I think it's a great question and one that troubles me a lot, but easy answers are hard to come by. As Baptiste asks, what is a EUR investment anyway?
Fixed interest (bonds and other forms of debt) is simple enough, at least in principle: match your predicted future liabilities with debt instruments in the same currency and with the same maturity dates. That's what insurers do. If you think you'll need 100k in EUR in 2034, then buy a ten year EUR bond. You're sorted, aside from the bothersome little details like inflation (maybe by 2034 you'll need 120k) and opportunity cost (those bonds yield pitifully little).
Equity is even harder. A share that's denominated in EUR might buy you rights to a company that earns most of its profits in the USA or China and will perform in line with those countries and their currencies. Swiss Re, traded primarily on the SIX in CHF, has switched to reporting and paying the dividend in USD, because the USA is so important to the business. I own other companies that are traded in New York and quoted in USD, but do almost no business in the USA. I hold BASF, quoted in EUR, but it's very much a global business. My head hurts.

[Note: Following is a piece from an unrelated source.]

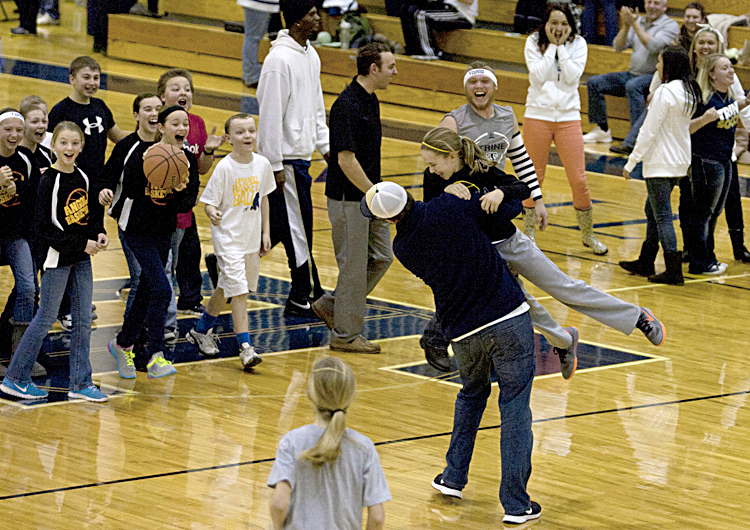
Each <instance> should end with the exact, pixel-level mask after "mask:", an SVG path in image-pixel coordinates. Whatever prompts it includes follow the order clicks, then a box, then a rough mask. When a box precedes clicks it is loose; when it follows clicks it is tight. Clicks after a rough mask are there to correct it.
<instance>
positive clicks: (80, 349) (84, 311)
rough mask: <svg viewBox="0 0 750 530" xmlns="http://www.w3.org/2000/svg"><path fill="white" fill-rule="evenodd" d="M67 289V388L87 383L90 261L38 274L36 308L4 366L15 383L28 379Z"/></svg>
mask: <svg viewBox="0 0 750 530" xmlns="http://www.w3.org/2000/svg"><path fill="white" fill-rule="evenodd" d="M66 291H67V293H68V296H69V297H70V310H71V314H72V316H73V330H72V333H71V336H70V390H71V391H72V392H77V391H78V390H81V389H83V388H86V387H87V386H90V385H91V384H92V383H91V362H89V344H90V340H91V298H92V293H93V291H94V279H93V275H92V273H91V260H90V259H85V260H83V261H79V262H78V263H74V264H73V265H68V266H66V267H57V268H54V269H47V270H46V271H44V273H43V274H42V281H41V299H40V301H39V311H37V313H36V316H35V317H34V320H32V321H31V325H30V326H29V328H28V329H27V330H26V333H24V335H23V338H22V339H21V342H20V343H19V344H18V348H16V353H15V354H14V355H13V359H12V360H11V362H10V366H8V373H7V374H6V377H7V378H8V379H10V380H11V381H13V382H14V383H16V384H19V385H25V384H26V383H29V382H30V381H31V369H32V368H33V367H34V362H35V361H36V358H37V356H38V355H39V350H40V349H41V347H42V343H43V342H44V338H45V337H46V336H47V333H48V332H49V330H50V329H51V328H52V325H53V324H54V323H55V320H56V319H57V312H58V310H59V309H60V302H61V301H62V298H63V295H64V294H65V292H66Z"/></svg>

Short term, it appears to me that interest rate movements (or expectations) cause share prices to move in inverse relation to exchange rates and everything USD/EUR balances out, more or less. I can therefore sleep at night, having a lot invested in USD and most expenses in EUR. The risk is that there is some major dislocation (e.g. rapid unwind of the JPY/USD carry trade, death of the petrodollar) that causes USD to drop off a cliff. I guess in that case I would move my main expenditure somewhere else.